COVID-19 reduces new-vehicle sales in Africa, says auto manufacturers
The COVID-19 pandemic has wreaked havoc on new-vehicle sales in Africa, which are expected to drop from 1.16-million units in 2019, to a current forecast of 830 000 units this year, the African Association of Automotive Manufacturers (AAAM) has said.
According to AAAM, this is a 28 per cent reduction, which is quite significant.
However, it said the market will recover and believes that new-vehicle sales on the continent can increase to five million units per annum in the medium term.
Chief Executive Officer, AAAM, Dave Coffey, said the manufacturers are actively promoting the rollout of vehicle manufacturing value-chains in Africa, which requires intervention from governments to curb illegal, grey, and second-hand imports, as well as the drafting of policies to support local vehicle and parts assembly.
Coffey says second-hand and grey vehicle imports constitute more than 80 per cent of vehicle sales in Africa.
“With an effective auto ecosystem, this can be reduced to an acceptable ratio that enables integrated auto manufacturing, whilst ensuring the safety of the consumer without major disruption to the existing used-car market.
“Ultimately, all second-hand vehicles should come from vehicles that were assembled on the continent, or that were imported as new vehicles, as part of an automotive programme.”
Coffey, who spoke at an AAAM and Deloitte Africa Automotive Forum, recently, said the automotive industry plays a “disproportionately small role” in manufacturing Africa.
“In 2019, new-vehicles sales in Africa represented 1.3 per cent of global demand, while Africa has 17.2 per cent of the world’s population.”

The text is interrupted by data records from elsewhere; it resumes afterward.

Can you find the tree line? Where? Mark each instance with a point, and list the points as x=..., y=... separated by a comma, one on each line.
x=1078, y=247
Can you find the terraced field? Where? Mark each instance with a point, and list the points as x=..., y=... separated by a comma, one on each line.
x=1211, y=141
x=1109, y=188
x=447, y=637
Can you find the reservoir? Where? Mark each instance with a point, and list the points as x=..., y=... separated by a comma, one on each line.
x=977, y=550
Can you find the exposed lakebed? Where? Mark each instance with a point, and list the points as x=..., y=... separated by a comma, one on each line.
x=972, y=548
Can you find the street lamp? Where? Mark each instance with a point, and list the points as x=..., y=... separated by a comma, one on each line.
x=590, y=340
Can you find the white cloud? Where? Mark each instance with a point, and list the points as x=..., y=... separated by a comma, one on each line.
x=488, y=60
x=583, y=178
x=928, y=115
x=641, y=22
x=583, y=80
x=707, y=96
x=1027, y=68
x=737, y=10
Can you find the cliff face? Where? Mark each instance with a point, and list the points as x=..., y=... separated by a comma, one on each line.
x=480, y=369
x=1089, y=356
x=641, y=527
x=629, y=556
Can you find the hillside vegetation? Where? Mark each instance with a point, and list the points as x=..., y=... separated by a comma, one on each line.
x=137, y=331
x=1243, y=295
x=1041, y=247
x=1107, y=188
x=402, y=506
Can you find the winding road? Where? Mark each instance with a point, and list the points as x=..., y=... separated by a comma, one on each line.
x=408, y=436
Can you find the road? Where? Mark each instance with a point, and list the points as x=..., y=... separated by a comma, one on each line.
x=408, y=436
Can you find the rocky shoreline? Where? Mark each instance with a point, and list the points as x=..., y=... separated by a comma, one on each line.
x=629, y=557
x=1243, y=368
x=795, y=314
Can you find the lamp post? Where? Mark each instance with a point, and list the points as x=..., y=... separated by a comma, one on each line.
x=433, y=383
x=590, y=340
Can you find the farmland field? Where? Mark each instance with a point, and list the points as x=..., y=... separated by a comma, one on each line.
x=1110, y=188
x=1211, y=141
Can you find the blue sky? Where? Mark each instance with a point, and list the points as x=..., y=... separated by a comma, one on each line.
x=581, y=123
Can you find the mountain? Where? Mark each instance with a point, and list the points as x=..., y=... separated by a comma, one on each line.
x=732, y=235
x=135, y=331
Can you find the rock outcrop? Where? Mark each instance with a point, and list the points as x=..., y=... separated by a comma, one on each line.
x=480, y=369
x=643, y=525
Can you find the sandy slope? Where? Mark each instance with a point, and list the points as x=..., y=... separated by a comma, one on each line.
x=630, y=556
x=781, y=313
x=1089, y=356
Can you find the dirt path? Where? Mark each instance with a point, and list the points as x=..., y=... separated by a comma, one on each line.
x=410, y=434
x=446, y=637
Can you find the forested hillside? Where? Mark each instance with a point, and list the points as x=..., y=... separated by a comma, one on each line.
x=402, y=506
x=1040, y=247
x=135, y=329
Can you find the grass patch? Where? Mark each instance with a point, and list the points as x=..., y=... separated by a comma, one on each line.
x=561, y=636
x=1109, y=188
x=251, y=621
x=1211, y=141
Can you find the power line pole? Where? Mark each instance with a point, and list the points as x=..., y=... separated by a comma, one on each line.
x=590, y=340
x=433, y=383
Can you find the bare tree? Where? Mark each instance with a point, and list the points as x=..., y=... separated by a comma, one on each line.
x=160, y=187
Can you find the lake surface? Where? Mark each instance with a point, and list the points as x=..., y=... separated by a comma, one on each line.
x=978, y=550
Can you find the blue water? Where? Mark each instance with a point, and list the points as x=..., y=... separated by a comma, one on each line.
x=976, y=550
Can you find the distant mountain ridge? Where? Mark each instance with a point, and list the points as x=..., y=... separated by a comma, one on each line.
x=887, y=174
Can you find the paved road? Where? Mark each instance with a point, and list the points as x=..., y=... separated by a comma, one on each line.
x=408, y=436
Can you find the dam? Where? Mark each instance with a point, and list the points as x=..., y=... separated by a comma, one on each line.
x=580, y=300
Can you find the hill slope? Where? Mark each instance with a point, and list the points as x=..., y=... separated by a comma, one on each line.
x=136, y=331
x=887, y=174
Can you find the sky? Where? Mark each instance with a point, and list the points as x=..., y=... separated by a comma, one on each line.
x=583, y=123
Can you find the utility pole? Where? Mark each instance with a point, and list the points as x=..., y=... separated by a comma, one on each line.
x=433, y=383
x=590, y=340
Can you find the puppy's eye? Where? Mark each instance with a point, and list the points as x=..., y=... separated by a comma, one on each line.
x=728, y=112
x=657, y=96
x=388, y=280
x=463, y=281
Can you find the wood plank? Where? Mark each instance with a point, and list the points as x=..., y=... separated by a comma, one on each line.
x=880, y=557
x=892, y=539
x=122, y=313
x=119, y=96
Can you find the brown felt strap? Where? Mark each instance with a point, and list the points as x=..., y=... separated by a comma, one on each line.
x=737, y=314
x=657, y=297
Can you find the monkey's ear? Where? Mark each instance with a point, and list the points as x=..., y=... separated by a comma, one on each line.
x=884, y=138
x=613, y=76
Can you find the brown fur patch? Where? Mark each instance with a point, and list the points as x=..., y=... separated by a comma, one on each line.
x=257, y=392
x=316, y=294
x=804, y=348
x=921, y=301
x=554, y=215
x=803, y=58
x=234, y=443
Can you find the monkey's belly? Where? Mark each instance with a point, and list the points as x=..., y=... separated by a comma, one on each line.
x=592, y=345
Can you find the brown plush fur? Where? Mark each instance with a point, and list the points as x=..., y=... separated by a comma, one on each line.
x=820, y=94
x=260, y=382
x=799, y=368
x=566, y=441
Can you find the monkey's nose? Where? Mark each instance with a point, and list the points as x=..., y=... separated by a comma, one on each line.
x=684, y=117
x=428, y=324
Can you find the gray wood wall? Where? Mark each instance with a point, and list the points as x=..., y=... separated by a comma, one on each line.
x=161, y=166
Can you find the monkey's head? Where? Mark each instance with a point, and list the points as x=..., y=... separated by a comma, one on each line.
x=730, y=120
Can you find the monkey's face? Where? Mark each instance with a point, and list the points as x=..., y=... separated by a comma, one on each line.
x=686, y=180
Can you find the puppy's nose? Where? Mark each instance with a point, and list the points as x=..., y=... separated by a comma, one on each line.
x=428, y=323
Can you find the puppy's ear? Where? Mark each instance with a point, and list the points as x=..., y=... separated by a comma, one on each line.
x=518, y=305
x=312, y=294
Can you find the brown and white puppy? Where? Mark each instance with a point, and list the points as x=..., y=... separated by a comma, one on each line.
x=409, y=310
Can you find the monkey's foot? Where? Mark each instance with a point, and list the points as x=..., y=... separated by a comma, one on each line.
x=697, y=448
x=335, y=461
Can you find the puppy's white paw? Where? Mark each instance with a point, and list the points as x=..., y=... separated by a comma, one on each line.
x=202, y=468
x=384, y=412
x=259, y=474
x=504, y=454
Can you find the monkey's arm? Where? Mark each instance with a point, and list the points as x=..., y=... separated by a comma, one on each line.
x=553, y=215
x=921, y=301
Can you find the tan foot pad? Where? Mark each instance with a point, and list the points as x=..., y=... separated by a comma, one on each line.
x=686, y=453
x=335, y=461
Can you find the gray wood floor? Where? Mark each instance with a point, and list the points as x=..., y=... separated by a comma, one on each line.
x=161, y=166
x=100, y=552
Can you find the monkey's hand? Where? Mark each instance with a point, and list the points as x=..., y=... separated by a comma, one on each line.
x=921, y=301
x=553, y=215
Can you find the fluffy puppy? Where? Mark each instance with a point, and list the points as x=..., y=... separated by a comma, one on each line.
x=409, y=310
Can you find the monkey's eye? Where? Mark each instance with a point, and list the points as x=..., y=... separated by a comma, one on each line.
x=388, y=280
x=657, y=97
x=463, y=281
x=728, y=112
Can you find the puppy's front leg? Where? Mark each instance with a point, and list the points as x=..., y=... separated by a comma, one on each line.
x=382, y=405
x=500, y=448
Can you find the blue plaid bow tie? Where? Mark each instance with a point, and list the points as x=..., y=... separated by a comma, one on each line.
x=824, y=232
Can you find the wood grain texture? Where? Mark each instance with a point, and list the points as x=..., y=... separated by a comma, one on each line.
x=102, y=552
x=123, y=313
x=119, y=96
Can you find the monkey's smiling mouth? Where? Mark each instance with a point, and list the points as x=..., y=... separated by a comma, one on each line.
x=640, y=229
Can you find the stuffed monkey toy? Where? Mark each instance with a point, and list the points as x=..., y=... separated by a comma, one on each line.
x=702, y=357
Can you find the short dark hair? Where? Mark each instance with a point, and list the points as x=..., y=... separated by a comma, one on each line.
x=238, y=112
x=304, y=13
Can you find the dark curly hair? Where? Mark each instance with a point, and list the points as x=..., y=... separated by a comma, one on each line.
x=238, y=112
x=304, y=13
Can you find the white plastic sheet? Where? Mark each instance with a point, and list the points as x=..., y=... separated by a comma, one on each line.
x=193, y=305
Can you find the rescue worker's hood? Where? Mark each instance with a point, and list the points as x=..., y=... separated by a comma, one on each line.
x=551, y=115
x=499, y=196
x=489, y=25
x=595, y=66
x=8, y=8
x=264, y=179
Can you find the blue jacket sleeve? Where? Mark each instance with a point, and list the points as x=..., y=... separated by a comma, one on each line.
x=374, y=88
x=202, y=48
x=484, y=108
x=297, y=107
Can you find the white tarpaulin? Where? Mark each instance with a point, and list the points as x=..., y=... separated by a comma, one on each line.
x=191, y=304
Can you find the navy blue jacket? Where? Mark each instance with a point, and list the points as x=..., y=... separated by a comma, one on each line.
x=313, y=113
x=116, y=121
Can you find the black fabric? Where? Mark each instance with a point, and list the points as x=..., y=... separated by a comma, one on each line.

The economic benefits of having a full-fledged integrated auto manufacturing sector are considerable adds Coffey.
“It requires advanced manufacturing technologies, while it also creates a deep value chain and skilled employment.
“The significant growth to five-million vehicles sold in Africa requires the implementation of effective automotive policy – the core focus of the AAAM.
“The opportunities for growth exist if one considers the young population, rapid urbanisation, and extremely low rate of motorisation in Africa; the potential is huge.”